Today sees the launch of Doko, a social networking game aimed at the tween market which claims to be “The World’s First Global Trading Game”. The game revolves around metal discs about the size of poker chips that are emblazoned with unique identifying tags. Friends are encouraged to trade discs with each other, which accrue virtual points on the Doko website (these in turn can be exchanged for real-world prizes).

Dokodiscs will be available for purchase at retail stores including Toys R Us. Kids are encouraged to register on a family-friendly social networking site, where they are assigned overly innocuous screen-names based on their favorite number and animal (I was given musmus13, a real keeper). From there, they can enter the codes found on each coin to receive their Doko Points, which can be traded in for prizes. The more often a coin is traded with other players, the more valuable it becomes (though it expires after five trades). The site tracks each coin during its journeys across the world, offering a cartoony 3D world perspective that reminded me of TwittEarth.

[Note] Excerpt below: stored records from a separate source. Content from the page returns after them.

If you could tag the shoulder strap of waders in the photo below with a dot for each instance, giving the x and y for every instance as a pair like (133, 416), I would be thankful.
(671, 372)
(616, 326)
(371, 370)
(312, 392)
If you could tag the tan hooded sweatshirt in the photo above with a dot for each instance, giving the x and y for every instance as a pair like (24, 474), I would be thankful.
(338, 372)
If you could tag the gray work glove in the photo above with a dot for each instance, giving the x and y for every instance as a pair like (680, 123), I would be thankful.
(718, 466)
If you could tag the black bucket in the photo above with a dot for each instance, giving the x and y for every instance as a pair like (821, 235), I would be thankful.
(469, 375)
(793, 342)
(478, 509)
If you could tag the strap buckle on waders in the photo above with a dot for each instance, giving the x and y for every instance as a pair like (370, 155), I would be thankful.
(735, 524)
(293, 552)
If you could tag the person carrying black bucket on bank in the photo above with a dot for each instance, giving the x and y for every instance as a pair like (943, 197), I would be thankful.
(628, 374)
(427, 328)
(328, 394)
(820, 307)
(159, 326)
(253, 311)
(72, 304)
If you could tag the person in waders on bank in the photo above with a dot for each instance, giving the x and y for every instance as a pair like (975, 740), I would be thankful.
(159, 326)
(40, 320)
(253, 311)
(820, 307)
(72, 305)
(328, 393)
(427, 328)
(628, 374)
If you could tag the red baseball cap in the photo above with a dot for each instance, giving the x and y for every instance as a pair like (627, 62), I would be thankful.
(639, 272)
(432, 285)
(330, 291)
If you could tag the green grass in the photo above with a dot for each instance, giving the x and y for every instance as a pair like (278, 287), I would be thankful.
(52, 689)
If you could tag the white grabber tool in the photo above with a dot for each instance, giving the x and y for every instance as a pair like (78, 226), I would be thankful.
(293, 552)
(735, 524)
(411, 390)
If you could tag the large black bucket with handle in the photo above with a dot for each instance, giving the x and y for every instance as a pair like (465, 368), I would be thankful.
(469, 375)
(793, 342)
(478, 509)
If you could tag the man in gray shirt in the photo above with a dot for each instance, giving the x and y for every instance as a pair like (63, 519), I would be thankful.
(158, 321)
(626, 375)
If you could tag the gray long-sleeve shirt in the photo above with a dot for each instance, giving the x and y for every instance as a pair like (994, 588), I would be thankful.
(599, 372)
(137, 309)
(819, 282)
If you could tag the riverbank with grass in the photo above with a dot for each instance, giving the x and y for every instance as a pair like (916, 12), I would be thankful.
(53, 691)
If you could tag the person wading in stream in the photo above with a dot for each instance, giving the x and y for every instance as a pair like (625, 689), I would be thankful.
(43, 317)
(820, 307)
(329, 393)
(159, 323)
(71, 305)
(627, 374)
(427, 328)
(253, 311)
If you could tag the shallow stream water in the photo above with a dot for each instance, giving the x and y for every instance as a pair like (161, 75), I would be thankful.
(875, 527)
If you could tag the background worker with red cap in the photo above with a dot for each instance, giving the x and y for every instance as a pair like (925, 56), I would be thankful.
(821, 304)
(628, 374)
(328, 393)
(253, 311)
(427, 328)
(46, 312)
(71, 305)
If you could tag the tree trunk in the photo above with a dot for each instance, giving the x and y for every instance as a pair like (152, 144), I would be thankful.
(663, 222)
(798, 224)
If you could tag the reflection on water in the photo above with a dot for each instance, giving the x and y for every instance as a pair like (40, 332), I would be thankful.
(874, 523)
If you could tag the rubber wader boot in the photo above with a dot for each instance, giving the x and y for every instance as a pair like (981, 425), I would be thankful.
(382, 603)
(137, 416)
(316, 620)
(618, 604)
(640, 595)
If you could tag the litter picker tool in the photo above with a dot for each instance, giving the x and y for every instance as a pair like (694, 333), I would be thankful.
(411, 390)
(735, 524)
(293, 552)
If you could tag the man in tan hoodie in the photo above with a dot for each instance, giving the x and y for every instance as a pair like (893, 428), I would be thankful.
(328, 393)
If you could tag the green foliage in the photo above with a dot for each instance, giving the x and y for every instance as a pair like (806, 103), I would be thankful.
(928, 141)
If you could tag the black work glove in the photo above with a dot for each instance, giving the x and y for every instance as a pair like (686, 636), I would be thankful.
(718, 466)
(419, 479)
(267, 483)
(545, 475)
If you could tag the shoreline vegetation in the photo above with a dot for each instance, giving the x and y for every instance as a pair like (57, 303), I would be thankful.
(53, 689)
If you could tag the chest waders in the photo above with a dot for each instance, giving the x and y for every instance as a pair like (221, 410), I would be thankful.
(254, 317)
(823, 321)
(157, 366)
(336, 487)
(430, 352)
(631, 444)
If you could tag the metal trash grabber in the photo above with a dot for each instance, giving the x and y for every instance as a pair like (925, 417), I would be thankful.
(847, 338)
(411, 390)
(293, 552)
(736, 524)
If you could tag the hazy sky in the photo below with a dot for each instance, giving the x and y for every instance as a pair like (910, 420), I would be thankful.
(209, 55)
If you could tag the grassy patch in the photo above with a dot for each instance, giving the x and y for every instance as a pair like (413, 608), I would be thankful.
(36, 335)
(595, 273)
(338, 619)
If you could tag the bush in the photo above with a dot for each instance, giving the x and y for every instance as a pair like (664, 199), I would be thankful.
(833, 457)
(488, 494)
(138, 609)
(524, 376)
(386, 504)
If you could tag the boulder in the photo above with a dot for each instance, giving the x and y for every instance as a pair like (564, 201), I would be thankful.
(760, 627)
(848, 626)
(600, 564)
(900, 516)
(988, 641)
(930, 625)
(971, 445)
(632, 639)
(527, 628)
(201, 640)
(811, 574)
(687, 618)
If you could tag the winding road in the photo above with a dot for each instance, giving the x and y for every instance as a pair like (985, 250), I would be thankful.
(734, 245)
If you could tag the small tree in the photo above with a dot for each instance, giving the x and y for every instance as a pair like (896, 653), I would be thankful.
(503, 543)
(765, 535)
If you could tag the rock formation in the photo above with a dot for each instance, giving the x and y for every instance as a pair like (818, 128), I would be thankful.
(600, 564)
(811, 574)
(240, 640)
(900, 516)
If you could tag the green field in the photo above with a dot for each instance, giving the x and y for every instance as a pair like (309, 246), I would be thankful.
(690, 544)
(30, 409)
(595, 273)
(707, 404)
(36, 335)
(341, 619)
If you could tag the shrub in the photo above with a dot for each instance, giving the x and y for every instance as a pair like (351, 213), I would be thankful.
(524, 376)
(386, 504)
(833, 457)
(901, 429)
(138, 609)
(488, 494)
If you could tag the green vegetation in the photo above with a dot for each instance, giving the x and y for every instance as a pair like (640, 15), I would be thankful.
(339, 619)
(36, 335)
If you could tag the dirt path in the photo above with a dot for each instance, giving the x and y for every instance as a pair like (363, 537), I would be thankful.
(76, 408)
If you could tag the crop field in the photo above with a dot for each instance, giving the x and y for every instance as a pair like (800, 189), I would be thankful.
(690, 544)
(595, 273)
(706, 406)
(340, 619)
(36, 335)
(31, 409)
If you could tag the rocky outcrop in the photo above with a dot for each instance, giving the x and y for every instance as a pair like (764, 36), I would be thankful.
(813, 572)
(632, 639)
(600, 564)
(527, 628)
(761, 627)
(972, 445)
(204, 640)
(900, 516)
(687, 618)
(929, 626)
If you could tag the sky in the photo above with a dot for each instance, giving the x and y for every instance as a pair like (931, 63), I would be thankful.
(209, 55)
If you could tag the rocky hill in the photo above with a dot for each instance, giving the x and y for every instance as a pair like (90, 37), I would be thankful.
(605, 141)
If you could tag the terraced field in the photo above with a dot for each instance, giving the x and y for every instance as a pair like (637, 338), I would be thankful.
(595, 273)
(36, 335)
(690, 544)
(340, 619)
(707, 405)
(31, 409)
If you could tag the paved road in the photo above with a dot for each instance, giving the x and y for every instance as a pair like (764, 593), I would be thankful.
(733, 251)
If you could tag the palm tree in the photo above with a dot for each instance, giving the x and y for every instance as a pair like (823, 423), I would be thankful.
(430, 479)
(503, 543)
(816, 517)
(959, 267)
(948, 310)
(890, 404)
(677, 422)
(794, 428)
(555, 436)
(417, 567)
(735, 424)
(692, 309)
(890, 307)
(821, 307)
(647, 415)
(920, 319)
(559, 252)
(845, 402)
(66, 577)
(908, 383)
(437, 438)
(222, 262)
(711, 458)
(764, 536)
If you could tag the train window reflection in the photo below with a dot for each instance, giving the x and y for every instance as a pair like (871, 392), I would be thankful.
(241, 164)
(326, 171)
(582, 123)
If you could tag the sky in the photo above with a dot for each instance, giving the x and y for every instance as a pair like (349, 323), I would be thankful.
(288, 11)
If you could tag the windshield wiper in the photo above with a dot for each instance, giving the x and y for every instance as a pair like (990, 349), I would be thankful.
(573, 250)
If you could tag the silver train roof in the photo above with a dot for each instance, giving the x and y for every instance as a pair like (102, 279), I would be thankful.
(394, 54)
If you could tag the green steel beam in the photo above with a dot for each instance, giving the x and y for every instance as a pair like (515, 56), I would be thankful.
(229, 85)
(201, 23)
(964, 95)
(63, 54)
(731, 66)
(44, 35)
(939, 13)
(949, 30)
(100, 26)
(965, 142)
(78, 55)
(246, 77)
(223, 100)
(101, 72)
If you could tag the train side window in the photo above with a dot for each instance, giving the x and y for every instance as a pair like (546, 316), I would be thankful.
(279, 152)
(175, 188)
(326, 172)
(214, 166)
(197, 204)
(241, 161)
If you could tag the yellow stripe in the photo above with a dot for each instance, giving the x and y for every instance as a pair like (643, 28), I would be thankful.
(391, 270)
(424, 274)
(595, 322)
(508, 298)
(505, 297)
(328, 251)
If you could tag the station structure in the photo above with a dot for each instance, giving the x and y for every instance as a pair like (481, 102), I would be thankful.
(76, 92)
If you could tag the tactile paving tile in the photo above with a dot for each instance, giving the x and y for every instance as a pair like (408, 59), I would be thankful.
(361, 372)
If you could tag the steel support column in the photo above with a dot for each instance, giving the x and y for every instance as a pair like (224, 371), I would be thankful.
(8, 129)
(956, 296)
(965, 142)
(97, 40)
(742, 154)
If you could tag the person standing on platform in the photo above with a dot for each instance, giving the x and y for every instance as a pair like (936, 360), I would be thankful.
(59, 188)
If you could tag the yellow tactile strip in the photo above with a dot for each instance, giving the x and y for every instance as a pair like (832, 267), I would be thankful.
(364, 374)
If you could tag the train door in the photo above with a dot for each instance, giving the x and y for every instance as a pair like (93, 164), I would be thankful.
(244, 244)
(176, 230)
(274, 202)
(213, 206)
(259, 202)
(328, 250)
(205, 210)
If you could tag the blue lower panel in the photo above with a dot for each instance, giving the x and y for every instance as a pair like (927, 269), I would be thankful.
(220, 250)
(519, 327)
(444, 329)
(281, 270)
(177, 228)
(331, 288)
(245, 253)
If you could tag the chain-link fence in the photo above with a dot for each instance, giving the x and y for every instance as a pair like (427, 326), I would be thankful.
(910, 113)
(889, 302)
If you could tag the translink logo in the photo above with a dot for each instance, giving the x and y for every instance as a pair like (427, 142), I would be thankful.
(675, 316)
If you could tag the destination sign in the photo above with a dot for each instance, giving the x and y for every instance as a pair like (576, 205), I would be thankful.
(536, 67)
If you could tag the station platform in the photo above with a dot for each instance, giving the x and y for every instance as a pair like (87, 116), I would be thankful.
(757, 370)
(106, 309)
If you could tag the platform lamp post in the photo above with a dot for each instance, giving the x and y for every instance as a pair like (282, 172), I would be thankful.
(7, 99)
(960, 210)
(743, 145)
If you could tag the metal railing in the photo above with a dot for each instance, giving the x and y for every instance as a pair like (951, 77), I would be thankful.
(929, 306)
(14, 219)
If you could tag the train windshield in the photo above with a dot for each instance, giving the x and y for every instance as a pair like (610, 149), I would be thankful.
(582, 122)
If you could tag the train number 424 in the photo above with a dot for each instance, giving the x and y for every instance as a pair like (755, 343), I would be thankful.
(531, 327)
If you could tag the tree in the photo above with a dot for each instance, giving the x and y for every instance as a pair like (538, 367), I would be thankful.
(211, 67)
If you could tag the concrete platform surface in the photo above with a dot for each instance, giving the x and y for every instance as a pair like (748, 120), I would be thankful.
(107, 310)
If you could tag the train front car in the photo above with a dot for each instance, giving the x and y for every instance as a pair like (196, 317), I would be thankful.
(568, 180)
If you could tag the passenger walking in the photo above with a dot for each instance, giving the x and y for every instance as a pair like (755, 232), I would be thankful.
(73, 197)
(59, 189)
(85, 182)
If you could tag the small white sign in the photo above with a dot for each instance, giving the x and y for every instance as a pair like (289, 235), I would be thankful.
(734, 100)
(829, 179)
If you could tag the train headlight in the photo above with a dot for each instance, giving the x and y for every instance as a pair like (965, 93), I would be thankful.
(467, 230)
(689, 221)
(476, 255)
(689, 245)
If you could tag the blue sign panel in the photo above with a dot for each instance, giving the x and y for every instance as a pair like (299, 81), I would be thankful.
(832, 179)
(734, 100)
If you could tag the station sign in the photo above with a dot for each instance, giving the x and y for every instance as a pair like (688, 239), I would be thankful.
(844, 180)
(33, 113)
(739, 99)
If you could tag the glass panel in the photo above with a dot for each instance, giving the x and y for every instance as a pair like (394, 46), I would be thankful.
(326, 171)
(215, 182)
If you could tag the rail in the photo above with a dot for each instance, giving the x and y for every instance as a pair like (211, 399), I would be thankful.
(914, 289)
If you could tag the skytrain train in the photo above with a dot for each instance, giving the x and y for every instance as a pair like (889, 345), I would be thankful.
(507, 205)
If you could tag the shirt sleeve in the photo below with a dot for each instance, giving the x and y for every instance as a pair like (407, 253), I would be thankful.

The game sounds like it could be a hit, but I’m left wondering what kind of strange effects it could have on its target audience. I can’t help but envision a bizarre, pre-pubescent mafia that will horde and distribute discs in an attempt to maximize profits. Or maybe I’ve just read Lord of the Flies too many times.

In any case, the social networking aspect of the site will likely appeal to many parents who would like to foster their child’s social interactions without letting them graduate to the “big kid” networks like Facebook and MySpace. Among Doko’s competitors for the tween market include Zwinky, Club Penguin, and Gaia. Even Facebook is making attempts to appease parents – yesterday they announced a number of new policies designed to safeguard against sexual predators.

Doko is a product of the Mammoth Brand of NSI International. Mammoth has been responsible for marketing more than $700 million worth of toys.